04 - Spring Data JPA Notes

A beginner-to-advanced guide to Spring Data JPA, entity lifecycle, repositories, query methods, fetch strategies, cascade types, and Hibernate integration for Spring Professional Certification candidates. Covers Spring Boot 3 and Hibernate 6 concepts.

Entity Lifecycle
Fetch Strategies
Cascade Types
Repository Abstraction
Query Methods
Interview Questions
Cheat Sheet

1. Entity Lifecycle

An entity lifecycle describes the state of a JPA entity instance in relation to the persistence context.

Lifecycle States

State	Meaning	Example
Transient	Object is not associated with a persistence context and has no database identity	`new User()`
Managed	Object is associated with the persistence context; changes are tracked automatically	Entity returned by `findById()`
Detached	Object was managed earlier but is no longer attached to a persistence context	Entity after transaction/session closes
Removed	Object is scheduled for deletion from the database	Entity passed to `delete()`

State Transitions

Operation	Transition
`persist()` / `save()` for a new entity	Transient to managed
Entity lookup	Database row to managed entity
Transaction commit / flush	Managed changes synchronized to database
`detach()` / persistence context close	Managed to detached
`merge()`	Detached state copied into a managed entity
`remove()` / `delete()`	Managed to removed

Dirty Checking

Dirty checking is the automatic detection of changes made to managed entities. If a managed entity is modified inside a transaction, JPA synchronizes those changes to the database during flush or commit.

@Transactional
public void updateEmail(Long id, String email) {
    User user = userRepository.findById(id).orElseThrow();
    user.setEmail(email);
}

No explicit save() is required here because user is managed.

Flush

Flush synchronizes the persistence context with the database, but it does not necessarily commit the transaction.

Common flush triggers:

Transaction commit
Explicit flush()
Before query execution, depending on flush mode

2. Fetch Strategies

Fetch strategy controls when associated entities are loaded from the database.

Lazy Fetching

Lazy fetching loads an association only when it is accessed.

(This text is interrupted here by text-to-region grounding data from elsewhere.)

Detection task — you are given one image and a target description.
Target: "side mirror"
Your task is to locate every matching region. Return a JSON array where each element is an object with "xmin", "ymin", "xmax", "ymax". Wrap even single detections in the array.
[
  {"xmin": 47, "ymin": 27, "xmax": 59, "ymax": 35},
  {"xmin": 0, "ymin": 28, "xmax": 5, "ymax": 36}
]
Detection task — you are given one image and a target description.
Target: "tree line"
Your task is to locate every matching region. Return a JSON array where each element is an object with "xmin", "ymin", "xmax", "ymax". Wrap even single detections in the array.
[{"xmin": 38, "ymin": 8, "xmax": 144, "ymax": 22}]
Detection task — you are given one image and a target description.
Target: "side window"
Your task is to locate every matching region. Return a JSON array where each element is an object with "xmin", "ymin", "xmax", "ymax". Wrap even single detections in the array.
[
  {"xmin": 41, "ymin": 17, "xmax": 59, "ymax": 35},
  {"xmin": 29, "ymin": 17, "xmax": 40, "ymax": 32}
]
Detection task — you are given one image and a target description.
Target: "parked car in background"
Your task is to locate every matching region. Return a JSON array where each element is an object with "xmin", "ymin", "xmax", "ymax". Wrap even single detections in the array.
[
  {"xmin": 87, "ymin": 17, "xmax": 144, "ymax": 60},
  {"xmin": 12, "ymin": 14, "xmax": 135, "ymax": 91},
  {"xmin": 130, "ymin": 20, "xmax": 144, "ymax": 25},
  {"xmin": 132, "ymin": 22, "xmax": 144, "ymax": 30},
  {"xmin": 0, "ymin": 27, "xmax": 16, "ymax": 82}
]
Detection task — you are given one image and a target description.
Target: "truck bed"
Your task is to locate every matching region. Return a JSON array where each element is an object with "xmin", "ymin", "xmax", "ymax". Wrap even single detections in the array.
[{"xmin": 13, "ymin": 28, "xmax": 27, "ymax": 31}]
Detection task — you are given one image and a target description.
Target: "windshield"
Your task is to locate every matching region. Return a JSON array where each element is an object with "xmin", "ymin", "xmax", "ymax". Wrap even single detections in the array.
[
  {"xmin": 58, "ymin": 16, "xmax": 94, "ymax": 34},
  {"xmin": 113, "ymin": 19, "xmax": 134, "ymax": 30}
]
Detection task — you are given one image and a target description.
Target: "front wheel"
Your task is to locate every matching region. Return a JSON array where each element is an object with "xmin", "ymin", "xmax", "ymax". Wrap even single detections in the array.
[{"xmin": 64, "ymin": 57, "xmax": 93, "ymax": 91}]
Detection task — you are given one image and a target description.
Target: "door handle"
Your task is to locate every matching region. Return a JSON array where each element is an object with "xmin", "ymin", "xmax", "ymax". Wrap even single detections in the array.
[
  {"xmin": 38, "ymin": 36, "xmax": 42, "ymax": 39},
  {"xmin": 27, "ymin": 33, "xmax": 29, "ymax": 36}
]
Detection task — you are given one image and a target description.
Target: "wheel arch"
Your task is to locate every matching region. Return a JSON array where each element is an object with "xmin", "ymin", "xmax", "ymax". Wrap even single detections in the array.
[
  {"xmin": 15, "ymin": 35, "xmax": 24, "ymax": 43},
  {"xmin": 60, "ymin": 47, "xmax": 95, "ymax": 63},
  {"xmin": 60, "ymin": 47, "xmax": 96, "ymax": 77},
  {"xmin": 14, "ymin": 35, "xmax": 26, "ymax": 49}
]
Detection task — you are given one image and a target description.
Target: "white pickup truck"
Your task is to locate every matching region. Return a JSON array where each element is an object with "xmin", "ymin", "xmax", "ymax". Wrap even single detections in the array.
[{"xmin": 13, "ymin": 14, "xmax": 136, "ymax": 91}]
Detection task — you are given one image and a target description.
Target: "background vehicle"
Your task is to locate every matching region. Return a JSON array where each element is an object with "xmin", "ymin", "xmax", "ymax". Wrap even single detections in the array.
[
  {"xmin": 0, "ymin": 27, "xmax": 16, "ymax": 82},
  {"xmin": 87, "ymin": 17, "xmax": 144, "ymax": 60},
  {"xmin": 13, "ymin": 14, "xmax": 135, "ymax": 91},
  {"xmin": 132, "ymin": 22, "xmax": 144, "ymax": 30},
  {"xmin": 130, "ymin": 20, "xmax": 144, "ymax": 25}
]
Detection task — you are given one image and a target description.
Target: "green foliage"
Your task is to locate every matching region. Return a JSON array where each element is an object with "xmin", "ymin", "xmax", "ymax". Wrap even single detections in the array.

@OneToMany(mappedBy = "department", fetch = FetchType.LAZY)
private List<Employee> employees;

Advantages:

Better initial query performance
Avoids loading unnecessary associations
Usually preferred for collections

Risks:

LazyInitializationException when accessed outside an active persistence context
N+1 query problem when associations are accessed repeatedly in loops

Eager Fetching

Eager fetching loads an association immediately with the owning entity.

@ManyToOne(fetch = FetchType.EAGER)
private Department department;

Advantages:

Association is available immediately
Can avoid lazy loading issues for small, always-needed relationships

Risks:

Loads data even when not needed
Can create large joins and performance problems
Can accidentally fetch deep object graphs

Default Fetch Types

Association	Default Fetch Type
`@OneToOne`	`EAGER`
`@ManyToOne`	`EAGER`
`@OneToMany`	`LAZY`
`@ManyToMany`	`LAZY`

Handling N+1 Queries

N+1 occurs when one query loads parent records and then one additional query is executed for each parent to load children.

Common solutions:

Use JOIN FETCH
Use @EntityGraph
Use DTO projections
Tune batch fetching with Hibernate-specific settings

@Query("select d from Department d join fetch d.employees where d.id = :id")
Optional<Department> findByIdWithEmployees(Long id);

3. Cascade Types

Cascade defines which entity operations should propagate from a parent entity to its associated child entities.

Cascade Type	Meaning
`PERSIST`	Propagates persist operation
`MERGE`	Propagates merge operation
`REMOVE`	Propagates remove operation
`REFRESH`	Propagates refresh operation
`DETACH`	Propagates detach operation
`ALL`	Includes all cascade operations

Example

@OneToMany(mappedBy = "order", cascade = CascadeType.ALL, orphanRemoval = true)
private List<OrderItem> items = new ArrayList<>();

When the Order is saved, updated, or deleted, the related OrderItem entities are affected as well.

Cascade vs Orphan Removal

Feature	Purpose
Cascade remove	Deletes child entities when the parent is deleted
Orphan removal	Deletes child entities when they are removed from the parent collection

Use orphanRemoval = true when a child should not exist without its parent.

Best Practices

Use cascades carefully on aggregate boundaries.
Avoid CascadeType.REMOVE on @ManyToMany.
Prefer CascadeType.ALL only when child lifecycle is fully owned by the parent.
Always keep both sides of bidirectional relationships in sync.

4. Repository Abstraction

Spring Data JPA repositories reduce boilerplate data access code by generating implementations at runtime.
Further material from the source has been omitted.